A May opinion piece in the Boston Globe read: "The pushcart vendors understand that new competition and new construction threaten the way Haymarket has operated for a generation. Their efforts to forestall change have been counterproductive and wrongheaded. The future of the pushcart market depends not on the outside protection the vendors have sought, but on their willingness to embrace change that's rushing toward them, whether they like it or not."
But consider this: Haymarket vendors provide a public service by selling ripe (and occasionally overripe) produce for a fraction of grocery-store prices. (The supply comes from the same source used by supermarket brokers.) And the market offers one of the city's best melting-pot experiences: in a typical procession of patrons, you can spot skullcaps and ski caps, berets, burkas, and fedoras.
These vendors are a vanishing kind, vestiges of old-school commerce rooted in the codes of customer loyalty, family-run operations, taxing hours, and an understanding that communality trumps competition. Here are a few vendors who make up that community.THE FAMILY MAN
Hector (he wouldn't give us his last name) moved to the US from Honduras when he was 22. His mother and sister are still there. Nine months ago the 40-year-old visited his mother, who's sick, and was struck — yet again — by the contrast between the lifestyle in her city and his in Boston.

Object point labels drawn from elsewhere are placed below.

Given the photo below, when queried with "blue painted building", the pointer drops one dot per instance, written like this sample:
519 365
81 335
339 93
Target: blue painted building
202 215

"I don't believe how people live over there. Life's too much hard over there. Big difference. Most people come here because they need money, they need work. There's nothing to do there. My family is poor over there," he says, matter-of-factly. "One dollar is 19 pesos over there, so you make $4 a day for eight or ten hours."
As soon as he arrived, nearly two decades ago, he got a job at a produce market in Chelsea, which led to the job at a Haymarket stand. He works both jobs today. From the get-go, he's sent money home to his family. He has an 11-year-old son here, and Sundays, Hector's day off, are spent yielding to his son's demands. ("He tells me: gotta go here, gotta go there. He likes to go watch movies. Always says, 'Buy me this.' ")
Each weekend, Hector, who has the build of a linebacker, patrols his stand, lumbering side to side behind the table of fruit, reaching for Golden Delicious apples (seven for $2), green seedless grapes ($2/pound), red seedless ($2/pound), and the rest as customers command. He pauses to tally the total price; transactions are quick and efficient.
Working at the stand not only provided intense English immersion lessons; it also gives him an understanding of how countless others from many countries come to the US. The two days he spends here each week have instilled a strong empathy for — and, it seems, interest in — fellow immigrants.
"I can't say nothing in English when I came. Little by little I learned. Others do speak Spanish, but you learn a little bit of different languages. Sometimes Chinese, Russian, Italian. There's a lotta people — a lotta old guys like to come to me. I help them and make funny. They tell people they're my customer."
He starts work at 2 am. "It's not easy. Your body tells you," he says. "There's no break — no time to relax or eat. You can't sit down. Let me tell you — not make a lot, but we need it, that extra check." He adds, matter-of-factly, "Wintertime not easy there. Sometimes there's a lot of snow on the stands — have to clean all that. With your hands frozen, I tell you. Sometimes you almost cry. What are you gonna do? You gotta do it. That's part of life."